No entanto, no início da tarde de ontem, os acampados deixaram o escritório do instituto sob a afirmação de que um representante do grupo firmou acordo junto aos gestores do Incra na Capital. Na quarta-feira que vem, em horário a ser definido, funcionários da instituição teriam assumido o compromisso de ir até Guaianás para conversar com os sem-terra. “Esperamos uma notícia boa”, finaliza Silva.
Outro lado
Em nota, a assessoria de imprensa da Superintendência Regional do Incra informou que representantes das famílias foram recebidos por gestores do órgão na Capital.
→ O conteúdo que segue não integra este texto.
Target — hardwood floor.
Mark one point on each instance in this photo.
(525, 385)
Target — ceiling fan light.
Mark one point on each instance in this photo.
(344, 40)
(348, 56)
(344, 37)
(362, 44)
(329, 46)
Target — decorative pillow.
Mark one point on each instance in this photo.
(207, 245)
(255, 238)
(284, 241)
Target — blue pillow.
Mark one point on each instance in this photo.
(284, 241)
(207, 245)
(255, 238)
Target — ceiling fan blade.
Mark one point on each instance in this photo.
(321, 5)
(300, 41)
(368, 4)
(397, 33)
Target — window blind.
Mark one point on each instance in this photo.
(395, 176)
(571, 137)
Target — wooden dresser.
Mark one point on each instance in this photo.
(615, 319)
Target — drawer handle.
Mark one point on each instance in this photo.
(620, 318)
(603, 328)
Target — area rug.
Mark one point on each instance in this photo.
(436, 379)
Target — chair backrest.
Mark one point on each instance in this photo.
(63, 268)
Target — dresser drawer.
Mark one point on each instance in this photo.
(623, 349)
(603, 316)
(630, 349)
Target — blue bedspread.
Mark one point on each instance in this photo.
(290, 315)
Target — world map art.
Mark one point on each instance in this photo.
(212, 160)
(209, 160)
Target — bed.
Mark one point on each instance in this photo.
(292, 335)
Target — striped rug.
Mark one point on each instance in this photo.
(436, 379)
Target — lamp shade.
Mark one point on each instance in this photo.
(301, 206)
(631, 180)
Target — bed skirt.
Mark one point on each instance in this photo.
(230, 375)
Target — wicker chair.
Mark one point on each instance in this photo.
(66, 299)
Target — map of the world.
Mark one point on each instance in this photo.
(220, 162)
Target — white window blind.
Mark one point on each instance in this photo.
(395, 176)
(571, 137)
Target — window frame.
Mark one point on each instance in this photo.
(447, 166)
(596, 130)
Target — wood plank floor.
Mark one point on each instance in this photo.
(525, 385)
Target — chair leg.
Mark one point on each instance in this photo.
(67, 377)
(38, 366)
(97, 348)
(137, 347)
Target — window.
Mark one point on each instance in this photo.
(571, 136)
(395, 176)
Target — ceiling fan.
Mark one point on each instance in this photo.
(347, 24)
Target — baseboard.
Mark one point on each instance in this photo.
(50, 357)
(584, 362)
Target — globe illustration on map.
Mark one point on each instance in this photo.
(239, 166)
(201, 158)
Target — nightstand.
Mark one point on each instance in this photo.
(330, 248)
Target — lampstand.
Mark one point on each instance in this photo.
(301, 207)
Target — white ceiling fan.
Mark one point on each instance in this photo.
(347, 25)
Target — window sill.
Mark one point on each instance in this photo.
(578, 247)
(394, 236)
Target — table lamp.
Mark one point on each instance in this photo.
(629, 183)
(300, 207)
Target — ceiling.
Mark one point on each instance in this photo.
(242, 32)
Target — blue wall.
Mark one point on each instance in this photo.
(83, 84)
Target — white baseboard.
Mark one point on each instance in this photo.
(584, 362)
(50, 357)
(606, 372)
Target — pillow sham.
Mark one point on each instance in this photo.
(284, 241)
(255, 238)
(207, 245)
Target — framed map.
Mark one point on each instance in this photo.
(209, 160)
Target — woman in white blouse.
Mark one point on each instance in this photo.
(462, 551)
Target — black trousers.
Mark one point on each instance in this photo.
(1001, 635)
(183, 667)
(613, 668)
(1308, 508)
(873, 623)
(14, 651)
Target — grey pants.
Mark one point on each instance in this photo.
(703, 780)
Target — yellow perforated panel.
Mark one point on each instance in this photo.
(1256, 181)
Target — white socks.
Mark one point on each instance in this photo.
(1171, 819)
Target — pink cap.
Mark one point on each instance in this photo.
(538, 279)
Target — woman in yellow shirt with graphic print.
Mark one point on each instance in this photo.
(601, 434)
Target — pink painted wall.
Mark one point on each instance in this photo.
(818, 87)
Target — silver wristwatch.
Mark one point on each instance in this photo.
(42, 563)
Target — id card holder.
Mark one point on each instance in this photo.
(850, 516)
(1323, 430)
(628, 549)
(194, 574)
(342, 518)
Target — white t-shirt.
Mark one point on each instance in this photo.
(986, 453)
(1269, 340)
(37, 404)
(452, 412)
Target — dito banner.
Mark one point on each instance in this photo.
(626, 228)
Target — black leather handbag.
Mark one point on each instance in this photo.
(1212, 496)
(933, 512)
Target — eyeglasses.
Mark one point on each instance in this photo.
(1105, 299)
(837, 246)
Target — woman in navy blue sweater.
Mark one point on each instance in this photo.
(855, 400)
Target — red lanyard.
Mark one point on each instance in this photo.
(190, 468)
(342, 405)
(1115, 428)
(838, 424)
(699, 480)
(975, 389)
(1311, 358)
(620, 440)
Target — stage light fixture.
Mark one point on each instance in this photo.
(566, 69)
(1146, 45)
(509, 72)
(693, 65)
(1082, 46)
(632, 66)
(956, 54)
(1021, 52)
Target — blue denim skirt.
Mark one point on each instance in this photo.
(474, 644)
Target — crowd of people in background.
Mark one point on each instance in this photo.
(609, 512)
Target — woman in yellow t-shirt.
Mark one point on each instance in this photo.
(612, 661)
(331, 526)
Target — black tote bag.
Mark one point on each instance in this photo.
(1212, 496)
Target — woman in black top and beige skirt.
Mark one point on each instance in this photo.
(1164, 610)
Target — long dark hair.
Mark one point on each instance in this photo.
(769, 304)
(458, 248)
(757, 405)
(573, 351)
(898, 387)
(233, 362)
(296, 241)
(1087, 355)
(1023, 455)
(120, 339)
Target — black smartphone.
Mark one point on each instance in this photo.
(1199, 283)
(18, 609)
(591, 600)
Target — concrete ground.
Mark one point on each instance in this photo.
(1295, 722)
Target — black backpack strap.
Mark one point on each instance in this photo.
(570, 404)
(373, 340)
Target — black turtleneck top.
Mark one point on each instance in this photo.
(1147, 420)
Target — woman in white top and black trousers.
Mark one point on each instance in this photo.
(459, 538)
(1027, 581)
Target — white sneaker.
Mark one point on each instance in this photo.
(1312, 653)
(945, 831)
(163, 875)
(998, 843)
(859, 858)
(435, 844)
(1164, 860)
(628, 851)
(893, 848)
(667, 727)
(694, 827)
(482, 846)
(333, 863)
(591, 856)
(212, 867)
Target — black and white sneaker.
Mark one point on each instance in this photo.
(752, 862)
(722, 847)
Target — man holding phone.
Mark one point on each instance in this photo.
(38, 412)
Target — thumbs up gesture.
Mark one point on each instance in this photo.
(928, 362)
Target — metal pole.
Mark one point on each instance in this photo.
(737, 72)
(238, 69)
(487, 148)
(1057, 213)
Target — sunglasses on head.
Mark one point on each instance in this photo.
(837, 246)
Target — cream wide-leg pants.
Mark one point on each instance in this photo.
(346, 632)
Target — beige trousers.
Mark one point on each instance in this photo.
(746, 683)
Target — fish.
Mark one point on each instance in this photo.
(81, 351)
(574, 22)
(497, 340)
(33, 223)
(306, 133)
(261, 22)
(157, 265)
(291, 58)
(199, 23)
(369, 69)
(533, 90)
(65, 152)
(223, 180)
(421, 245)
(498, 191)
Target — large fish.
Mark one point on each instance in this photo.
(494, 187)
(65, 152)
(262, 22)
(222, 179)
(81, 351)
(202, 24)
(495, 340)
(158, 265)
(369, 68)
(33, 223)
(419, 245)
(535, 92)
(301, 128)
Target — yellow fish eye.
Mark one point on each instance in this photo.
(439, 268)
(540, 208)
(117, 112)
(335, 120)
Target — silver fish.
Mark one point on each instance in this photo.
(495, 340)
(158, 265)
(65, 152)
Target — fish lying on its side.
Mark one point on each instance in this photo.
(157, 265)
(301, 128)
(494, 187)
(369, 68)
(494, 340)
Quanto às terras reivindicadas, o Incra afirma que está na fase de estudos preliminares, mas segue aberto ao diálogo com todos os movimentos sociais.
Além disso, a assessoria esclarece que ainda será necessário identificar a real situação das terras na Secretaria do Patrimônio da União para que, comprovando propriedade da União, seja possível a transferência ao Incra por meio de cessão de uso.